Kaye Freeman and Cybele Rowe have been acquainted since 1985. They know each other as artistic peers and friends, first in Australia where Rowe hails from and where Freeman moved to at the age of nineteen. They rekindled their friendship during a visit by Freeman in 2014 to Rowe's California atelier.
The Love Armada collaboration began as an experiment – Rowe invited Freeman to paint the surfaces of some of her new work, wondering whether there were ways to push the boundary of the surface finishes on new, large-scale sculptures she had just completed. When Freeman began to cover the surfaces with paint, they both knew – immediately, and with force – that their collaboration was an invitation to a new level of artistic work, and to new ways of being as artists and beyond.
The workflow sequence is simple and spontaneous: Rowe makes the sculptures, and Freeman paints them. Neither knows how the works will turn out until they are finished.
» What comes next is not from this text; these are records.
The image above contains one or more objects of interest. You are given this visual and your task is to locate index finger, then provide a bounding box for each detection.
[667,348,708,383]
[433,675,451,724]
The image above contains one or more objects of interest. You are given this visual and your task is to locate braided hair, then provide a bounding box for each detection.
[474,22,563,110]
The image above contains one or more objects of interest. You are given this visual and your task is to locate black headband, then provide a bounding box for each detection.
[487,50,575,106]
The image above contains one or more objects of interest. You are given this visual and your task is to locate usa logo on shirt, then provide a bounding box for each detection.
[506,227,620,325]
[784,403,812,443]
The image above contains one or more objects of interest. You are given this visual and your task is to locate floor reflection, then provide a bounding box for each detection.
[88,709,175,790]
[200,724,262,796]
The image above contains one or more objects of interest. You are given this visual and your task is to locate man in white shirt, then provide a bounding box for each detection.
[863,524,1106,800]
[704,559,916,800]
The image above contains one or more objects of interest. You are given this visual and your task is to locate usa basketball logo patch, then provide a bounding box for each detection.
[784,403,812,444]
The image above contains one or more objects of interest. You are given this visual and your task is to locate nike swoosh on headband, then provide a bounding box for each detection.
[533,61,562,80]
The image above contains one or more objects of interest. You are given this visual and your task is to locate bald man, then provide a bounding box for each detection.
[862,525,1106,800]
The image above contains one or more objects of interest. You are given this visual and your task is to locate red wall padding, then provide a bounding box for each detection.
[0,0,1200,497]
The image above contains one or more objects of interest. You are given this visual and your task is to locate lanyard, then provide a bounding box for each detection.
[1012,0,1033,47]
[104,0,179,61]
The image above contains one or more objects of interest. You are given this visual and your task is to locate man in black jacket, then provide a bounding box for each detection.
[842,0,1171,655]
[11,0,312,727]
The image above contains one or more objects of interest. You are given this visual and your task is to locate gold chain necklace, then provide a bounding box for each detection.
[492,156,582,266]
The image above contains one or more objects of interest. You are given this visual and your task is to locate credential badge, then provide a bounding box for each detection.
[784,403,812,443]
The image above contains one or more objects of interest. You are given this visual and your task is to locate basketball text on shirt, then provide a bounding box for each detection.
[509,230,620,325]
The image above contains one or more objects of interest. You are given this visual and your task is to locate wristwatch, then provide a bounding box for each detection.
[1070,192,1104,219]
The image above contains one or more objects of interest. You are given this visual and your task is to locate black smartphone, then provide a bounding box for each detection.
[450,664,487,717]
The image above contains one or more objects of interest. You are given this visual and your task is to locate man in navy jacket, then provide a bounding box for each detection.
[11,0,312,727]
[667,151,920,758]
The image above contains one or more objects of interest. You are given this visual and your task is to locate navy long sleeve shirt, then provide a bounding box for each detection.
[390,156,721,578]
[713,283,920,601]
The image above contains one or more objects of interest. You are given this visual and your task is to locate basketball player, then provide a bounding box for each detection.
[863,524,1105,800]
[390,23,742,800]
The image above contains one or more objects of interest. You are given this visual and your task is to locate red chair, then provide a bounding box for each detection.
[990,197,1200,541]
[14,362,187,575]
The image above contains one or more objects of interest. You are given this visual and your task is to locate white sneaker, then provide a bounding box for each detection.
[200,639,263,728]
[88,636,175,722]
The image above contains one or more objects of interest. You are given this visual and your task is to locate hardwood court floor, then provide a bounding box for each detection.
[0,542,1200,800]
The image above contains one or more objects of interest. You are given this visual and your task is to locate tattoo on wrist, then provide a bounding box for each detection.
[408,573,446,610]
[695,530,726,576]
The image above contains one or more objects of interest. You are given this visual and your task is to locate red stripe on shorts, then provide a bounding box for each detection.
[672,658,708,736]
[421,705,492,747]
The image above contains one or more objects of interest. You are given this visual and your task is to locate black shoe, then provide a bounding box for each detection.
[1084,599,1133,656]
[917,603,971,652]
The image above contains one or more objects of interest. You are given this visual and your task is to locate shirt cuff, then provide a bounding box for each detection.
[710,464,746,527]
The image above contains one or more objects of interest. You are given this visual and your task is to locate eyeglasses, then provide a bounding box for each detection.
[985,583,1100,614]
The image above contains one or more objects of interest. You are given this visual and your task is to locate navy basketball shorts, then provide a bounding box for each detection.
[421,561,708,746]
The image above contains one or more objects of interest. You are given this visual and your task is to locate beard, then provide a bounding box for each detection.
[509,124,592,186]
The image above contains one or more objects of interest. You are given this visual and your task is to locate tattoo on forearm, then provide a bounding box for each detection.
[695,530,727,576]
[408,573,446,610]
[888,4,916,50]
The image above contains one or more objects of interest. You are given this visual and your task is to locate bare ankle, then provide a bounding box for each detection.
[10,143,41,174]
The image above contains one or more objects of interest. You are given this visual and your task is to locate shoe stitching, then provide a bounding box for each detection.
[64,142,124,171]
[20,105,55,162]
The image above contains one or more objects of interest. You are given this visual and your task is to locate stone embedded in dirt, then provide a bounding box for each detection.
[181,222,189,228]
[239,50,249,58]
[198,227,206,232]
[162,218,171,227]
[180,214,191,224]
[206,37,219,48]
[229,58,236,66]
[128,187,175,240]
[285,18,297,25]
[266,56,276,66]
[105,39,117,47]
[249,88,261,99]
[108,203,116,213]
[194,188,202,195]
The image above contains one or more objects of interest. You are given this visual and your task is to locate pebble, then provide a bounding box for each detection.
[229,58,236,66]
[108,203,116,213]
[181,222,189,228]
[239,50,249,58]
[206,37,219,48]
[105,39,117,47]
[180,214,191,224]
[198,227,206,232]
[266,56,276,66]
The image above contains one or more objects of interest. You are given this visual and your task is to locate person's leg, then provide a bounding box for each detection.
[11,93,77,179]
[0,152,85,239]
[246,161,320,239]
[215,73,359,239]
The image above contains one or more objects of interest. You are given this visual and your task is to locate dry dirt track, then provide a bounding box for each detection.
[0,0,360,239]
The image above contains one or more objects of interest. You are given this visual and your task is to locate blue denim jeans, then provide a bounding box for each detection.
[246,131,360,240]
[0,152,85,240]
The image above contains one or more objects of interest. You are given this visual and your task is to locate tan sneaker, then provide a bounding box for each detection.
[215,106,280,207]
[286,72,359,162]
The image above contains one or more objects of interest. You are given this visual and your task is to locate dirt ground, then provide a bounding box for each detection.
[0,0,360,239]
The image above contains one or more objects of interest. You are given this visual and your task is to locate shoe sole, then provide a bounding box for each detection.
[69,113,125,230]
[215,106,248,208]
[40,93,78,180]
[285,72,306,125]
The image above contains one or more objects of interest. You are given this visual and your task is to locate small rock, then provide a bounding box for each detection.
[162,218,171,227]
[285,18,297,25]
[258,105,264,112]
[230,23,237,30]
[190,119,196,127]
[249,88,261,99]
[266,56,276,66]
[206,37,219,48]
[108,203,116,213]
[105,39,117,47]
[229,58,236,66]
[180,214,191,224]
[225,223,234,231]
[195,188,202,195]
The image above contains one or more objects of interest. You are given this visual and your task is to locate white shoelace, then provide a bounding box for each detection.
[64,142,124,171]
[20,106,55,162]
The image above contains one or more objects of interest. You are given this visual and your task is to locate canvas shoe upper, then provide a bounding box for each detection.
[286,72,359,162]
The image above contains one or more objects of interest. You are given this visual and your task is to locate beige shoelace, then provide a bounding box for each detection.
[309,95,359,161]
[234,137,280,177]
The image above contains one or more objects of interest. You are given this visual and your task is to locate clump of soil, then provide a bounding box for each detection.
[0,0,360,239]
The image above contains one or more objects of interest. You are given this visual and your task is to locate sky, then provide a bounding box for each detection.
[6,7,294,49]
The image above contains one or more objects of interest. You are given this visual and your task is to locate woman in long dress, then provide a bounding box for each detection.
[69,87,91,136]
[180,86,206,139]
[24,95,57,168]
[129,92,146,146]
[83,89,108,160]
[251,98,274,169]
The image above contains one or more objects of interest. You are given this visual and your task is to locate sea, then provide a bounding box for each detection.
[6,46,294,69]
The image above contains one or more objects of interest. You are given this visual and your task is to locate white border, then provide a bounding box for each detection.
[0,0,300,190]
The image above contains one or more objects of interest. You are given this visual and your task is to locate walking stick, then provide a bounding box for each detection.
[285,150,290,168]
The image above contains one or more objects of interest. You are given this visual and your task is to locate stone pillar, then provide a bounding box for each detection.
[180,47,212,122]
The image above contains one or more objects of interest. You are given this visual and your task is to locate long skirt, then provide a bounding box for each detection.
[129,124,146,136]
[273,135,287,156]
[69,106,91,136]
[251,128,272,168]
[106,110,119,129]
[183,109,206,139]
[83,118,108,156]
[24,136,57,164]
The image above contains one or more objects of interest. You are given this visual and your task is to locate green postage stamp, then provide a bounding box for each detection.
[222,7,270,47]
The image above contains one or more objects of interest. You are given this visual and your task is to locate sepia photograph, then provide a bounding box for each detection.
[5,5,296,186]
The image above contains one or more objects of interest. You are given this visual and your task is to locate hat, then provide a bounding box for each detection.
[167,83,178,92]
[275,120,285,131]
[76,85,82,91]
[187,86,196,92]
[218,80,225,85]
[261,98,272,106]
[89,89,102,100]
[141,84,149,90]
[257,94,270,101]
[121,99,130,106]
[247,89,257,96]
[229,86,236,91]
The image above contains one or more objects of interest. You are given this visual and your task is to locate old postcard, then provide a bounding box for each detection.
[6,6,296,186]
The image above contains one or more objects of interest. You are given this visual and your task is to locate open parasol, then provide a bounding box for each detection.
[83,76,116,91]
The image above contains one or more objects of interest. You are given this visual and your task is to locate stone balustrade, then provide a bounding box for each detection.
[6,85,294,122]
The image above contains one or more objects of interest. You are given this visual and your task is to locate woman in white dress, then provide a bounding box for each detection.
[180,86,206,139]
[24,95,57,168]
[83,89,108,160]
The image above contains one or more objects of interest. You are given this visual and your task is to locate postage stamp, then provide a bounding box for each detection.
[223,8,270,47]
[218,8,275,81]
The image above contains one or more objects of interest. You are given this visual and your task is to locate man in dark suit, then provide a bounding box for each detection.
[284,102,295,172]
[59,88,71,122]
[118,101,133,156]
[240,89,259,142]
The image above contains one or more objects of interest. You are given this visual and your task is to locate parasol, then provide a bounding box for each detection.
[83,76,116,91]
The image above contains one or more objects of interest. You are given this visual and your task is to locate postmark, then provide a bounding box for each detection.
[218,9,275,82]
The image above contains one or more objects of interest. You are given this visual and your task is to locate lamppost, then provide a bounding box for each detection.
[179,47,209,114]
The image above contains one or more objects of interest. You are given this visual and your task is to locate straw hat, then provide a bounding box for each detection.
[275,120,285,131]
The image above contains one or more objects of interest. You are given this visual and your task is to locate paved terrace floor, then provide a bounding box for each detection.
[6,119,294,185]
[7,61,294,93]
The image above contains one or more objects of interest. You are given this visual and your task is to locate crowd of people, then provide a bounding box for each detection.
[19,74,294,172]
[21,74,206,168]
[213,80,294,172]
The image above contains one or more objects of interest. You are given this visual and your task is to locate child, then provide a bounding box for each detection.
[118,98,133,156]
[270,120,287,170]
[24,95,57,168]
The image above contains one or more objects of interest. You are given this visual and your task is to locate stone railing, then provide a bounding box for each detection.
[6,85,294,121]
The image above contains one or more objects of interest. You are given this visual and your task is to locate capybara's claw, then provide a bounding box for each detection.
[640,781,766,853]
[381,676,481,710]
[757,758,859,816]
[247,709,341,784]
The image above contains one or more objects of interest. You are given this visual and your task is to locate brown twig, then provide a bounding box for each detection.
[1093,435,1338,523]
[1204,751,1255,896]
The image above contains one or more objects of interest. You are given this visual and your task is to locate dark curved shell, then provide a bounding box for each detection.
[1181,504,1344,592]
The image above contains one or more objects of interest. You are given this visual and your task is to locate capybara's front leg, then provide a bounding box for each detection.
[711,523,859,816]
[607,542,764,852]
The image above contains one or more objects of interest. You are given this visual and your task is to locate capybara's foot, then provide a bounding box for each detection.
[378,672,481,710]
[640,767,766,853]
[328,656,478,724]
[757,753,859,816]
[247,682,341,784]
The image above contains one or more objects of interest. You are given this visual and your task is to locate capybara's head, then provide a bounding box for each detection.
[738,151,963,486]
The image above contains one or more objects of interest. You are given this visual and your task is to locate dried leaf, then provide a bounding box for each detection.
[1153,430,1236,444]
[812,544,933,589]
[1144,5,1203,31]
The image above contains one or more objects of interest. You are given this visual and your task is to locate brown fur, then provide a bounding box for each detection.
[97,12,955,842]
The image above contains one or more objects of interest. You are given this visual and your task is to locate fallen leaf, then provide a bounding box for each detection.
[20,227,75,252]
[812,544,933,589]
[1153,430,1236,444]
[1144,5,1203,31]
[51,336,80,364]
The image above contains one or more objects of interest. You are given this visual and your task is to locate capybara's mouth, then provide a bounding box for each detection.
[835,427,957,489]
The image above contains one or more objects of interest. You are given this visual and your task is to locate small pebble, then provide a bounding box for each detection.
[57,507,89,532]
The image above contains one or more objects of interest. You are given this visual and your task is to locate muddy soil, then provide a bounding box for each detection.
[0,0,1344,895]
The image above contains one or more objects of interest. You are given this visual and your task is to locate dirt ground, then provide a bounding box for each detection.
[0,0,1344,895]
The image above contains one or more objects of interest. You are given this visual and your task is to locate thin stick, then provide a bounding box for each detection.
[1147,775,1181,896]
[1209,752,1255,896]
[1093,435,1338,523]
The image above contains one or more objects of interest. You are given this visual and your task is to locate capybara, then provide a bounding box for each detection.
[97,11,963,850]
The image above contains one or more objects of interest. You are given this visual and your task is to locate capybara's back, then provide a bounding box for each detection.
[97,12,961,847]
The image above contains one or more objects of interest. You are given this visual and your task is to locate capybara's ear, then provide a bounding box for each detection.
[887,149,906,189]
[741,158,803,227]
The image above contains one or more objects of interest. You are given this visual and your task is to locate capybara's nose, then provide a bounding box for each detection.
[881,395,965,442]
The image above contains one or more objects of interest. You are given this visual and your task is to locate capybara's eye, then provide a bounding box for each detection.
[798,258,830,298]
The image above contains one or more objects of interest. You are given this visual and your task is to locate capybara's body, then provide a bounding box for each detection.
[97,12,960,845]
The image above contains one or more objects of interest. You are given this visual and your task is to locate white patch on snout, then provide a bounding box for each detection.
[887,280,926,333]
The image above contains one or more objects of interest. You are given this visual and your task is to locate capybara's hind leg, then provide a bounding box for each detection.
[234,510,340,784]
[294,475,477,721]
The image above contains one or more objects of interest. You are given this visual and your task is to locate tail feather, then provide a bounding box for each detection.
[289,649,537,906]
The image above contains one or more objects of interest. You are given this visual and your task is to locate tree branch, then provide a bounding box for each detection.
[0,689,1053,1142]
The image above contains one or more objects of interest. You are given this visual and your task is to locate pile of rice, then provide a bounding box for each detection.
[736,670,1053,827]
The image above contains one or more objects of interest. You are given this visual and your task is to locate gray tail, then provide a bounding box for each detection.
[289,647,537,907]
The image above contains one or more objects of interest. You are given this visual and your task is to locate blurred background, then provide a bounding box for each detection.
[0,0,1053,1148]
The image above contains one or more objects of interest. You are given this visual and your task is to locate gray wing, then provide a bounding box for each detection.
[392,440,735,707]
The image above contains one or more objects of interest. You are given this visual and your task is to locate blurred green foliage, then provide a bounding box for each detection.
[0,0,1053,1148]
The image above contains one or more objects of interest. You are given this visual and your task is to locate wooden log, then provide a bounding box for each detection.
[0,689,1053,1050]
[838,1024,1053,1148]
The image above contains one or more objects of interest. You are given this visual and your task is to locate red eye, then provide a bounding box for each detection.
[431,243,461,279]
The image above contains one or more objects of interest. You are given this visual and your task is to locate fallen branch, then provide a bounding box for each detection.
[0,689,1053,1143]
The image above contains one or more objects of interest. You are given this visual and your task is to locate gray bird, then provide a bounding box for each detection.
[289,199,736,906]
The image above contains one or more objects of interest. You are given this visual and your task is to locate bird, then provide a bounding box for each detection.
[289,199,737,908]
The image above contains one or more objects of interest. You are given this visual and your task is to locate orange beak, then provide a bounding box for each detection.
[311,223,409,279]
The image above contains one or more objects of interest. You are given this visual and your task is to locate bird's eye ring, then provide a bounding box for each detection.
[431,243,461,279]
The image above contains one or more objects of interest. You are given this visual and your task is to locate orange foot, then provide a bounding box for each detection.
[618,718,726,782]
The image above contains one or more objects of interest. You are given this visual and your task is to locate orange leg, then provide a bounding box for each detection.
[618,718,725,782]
Rowe likes to say that the collaboration is to some extent practical, since the work on these sculptures represent over 60 years of cumulative technical skill on behalf of both artists. However, the nature of the two artists' collaboration goes much further than the constraints of space and time: These works represent a force greater than that of two artists merely working together. The Love Armada speaks to material and psychic realities that transcend the individual in the here-and-now.
To collaborate in this way is to access the true nature of being: open to all possible futures and realities, especially the ones that transcend the ego and the self-as-artist, into the infinite possibilities of becoming.
The Love Armada composes with the powerful forces with which we, as humans, confront the world.